Traditionally the major application of the Burrows-Wheeler Transform has been for data compression and efficient storage, and earlier chapters in this book have provided a detailed consideration of the BWT from this viewpoint, analyzing its performance for data compression. However, recent research on the Burrows-Wheeler Transform has shown the versatility of the BWT, and hence efforts are shifting from its traditional application in data compression to other areas of study. In Chapter 7 we showed how the BWT provides an effective mechanism for rapid pattern matching. In this chapter we expand more on its many uses, focusing on new and emerging applications. Some of the applications discussed in this chapter also relate to new data compression applications; given that the original purpose of the Burrows-Wheeler Transform was for text compression, it is no surprise that the method could be used for compression of other types of data. The data compression applications discussed in this chapter exploit the specific nature of the data under consideration in combination with relevant properties of the BWT to provide effective compaction of the data. We discuss the applicability of the BWT to the compression of specialized data sets, including compression of test patterns used in automatic testing in chip manufacturing, image compression, and compression of biological sequences.

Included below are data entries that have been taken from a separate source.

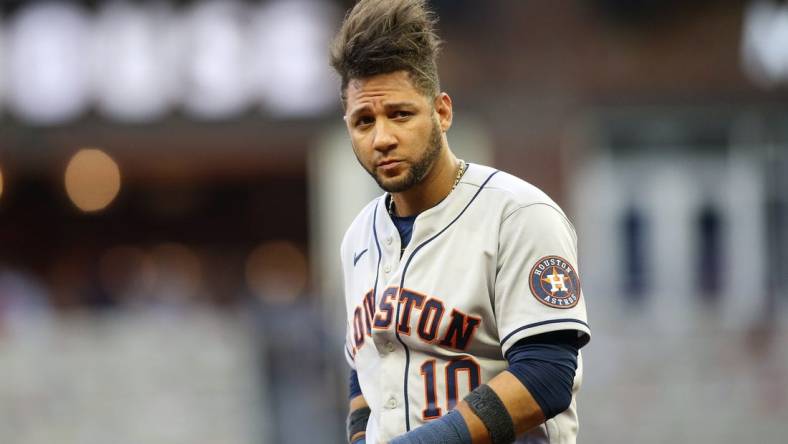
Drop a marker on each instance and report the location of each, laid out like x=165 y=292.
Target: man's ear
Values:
x=443 y=107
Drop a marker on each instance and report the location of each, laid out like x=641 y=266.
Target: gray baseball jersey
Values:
x=492 y=263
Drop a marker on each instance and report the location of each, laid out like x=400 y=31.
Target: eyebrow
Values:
x=387 y=106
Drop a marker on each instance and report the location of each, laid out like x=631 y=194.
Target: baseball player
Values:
x=465 y=313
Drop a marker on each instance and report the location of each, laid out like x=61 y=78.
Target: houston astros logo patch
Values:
x=554 y=282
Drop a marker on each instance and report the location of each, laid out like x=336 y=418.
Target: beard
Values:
x=418 y=170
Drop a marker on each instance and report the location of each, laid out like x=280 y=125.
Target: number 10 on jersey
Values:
x=451 y=375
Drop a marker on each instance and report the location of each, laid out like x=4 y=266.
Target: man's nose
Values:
x=384 y=139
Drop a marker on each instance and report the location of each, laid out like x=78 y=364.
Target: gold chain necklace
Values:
x=460 y=171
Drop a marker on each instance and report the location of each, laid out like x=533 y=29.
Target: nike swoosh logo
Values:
x=356 y=257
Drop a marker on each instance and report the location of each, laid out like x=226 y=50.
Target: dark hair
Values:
x=384 y=36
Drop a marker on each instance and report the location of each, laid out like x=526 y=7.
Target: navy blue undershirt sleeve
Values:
x=355 y=387
x=405 y=227
x=546 y=364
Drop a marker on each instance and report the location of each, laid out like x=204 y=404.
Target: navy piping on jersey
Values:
x=536 y=324
x=402 y=284
x=380 y=256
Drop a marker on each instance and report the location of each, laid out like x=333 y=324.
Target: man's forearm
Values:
x=357 y=403
x=524 y=410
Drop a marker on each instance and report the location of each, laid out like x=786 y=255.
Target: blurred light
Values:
x=133 y=61
x=47 y=73
x=216 y=60
x=765 y=42
x=178 y=272
x=92 y=180
x=276 y=272
x=292 y=73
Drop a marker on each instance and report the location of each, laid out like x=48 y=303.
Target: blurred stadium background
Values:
x=175 y=180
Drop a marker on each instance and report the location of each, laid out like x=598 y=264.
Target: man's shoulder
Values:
x=509 y=189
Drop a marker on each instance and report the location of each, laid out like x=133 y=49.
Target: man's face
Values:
x=397 y=134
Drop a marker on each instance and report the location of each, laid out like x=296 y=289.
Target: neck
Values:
x=435 y=186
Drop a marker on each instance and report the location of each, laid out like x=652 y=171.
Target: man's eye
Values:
x=364 y=121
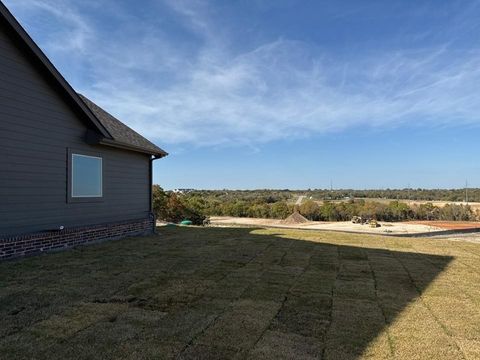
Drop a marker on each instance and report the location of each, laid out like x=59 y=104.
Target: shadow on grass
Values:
x=212 y=293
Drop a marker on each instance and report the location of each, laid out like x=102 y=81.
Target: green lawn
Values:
x=223 y=293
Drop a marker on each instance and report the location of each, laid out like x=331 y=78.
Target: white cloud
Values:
x=208 y=95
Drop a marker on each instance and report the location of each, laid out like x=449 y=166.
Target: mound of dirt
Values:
x=295 y=218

Other applications described in this chapter are somewhat different from data compression, but make use of some of the special characteristics of the BWT, such as its clustering property. Examples here include its use in shape analysis in computer vision, and in machine translation.We also discuss recent reports of the application of the BWT in bioinformatics and computational biology, full-text compressed indexes, prediction and entropy estimation, and recent approaches in joint-source channel coding.

The major objective in this chapter is to show the myriad virtues of the BWT, and hopefully motivate others to think of how the BWT could be used to effectively address some important problems that at first glance may seem to be unrelated to the transform.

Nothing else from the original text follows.